Kenyan tycoon banker James Mwangi’s Equity rolls out risk-based lending

by Mfonobong Nsehe
James Mwangi

Equity Group Holdings, East Africa’s largest financial services conglomerate led by Kenyan banking magnate James Mwangi, has implemented a risk-based pricing mechanism as part of its efforts to boost credit access to small businesses and individuals who have previously struggled to obtain formal credit.

The move represents a shift away from negative defaulter listings and toward a new credit score rating system that does not deny credit to borrowers based on the strength of their credit bureau reference scores.

Equity will now join the five other banks that have been given the go-ahead for risk-based lending, almost three months after Kenyan President William Ruto instructed the Central Bank of Kenya (CBK) to abolish the practice of blacklisting prospective borrowers in favor of a scoring system based on their creditworthiness.

In accordance with the risk-based lending model, the bank is permitted to add a premium to cover lending to customers who are deemed to be risky.
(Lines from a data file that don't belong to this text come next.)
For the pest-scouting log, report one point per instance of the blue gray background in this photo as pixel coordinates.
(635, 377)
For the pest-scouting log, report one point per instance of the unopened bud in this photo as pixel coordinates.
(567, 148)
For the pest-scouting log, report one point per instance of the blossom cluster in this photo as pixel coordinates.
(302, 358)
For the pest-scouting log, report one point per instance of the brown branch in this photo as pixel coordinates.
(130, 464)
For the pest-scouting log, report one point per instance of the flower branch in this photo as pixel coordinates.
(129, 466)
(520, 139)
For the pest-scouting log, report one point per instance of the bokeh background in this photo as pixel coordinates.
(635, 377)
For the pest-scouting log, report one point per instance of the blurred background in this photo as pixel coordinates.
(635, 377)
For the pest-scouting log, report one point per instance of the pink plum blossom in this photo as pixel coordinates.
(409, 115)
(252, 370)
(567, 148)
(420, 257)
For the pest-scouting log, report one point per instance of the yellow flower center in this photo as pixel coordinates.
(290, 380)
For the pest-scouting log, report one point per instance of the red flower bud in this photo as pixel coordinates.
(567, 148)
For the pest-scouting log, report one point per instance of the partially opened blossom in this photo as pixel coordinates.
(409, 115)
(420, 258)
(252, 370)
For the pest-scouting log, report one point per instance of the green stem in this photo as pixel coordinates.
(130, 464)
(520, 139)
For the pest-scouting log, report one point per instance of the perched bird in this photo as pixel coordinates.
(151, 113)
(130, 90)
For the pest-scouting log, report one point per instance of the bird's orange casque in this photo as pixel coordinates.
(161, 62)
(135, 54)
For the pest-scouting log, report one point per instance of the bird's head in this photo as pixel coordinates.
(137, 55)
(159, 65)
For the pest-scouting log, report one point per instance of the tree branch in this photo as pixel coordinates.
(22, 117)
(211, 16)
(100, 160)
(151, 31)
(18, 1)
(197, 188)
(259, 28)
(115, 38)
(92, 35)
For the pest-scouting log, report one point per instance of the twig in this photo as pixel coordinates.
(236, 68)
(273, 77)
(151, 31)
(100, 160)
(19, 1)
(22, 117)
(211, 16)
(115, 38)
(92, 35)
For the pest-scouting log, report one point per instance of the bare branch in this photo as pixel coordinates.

The interest rate will be determined using the Equity Bank Reference Rate (EBRR) plus a margin determined by the customer’s risk profile.

The bank claims that the nation’s continuing drought as well as the economy’s overall performance have caused interest rates to rise by an amount never before seen, raising the cost of doing business.

“We have endeavored to cushion members by maintaining the prevailing interest rates despite the challenges in the economy,” Equity stated. “Consequently, the final Interest Rate shall be Equity Bank’s Reference Rate (currently at 12.52 percent) plus a margin per annum, this mechanism shall apply to all new Kenya Shilling denominated credit facilities.”

Equity Group Holdings Limited is a leading financial services conglomerate located in Nairobi, Kenya’s capital and largest city. It operates through subsidiaries in Uganda, Tanzania, South Sudan, Rwanda, and the Democratic Republic of the Congo, in addition to its Kenyan operations.

Mwangi, who has been instrumental in the growth and transformation of Kenya’s financial services industry, owns a sizable 3.38-percent stake in Equity Group.

A week ago, Equity announced plans to offer creditworthy small traders under the government-backed Hustlers Fund a revolving financing worth Ksh250 billion ($2.1 billion).

According to the group, micro- and small-sized businesses will be eligible for up to three times more credit under its $2.1-billion fund if they repay at least two loans from the government’s Ksh50 billion ($410 million) financial inclusion fund on time.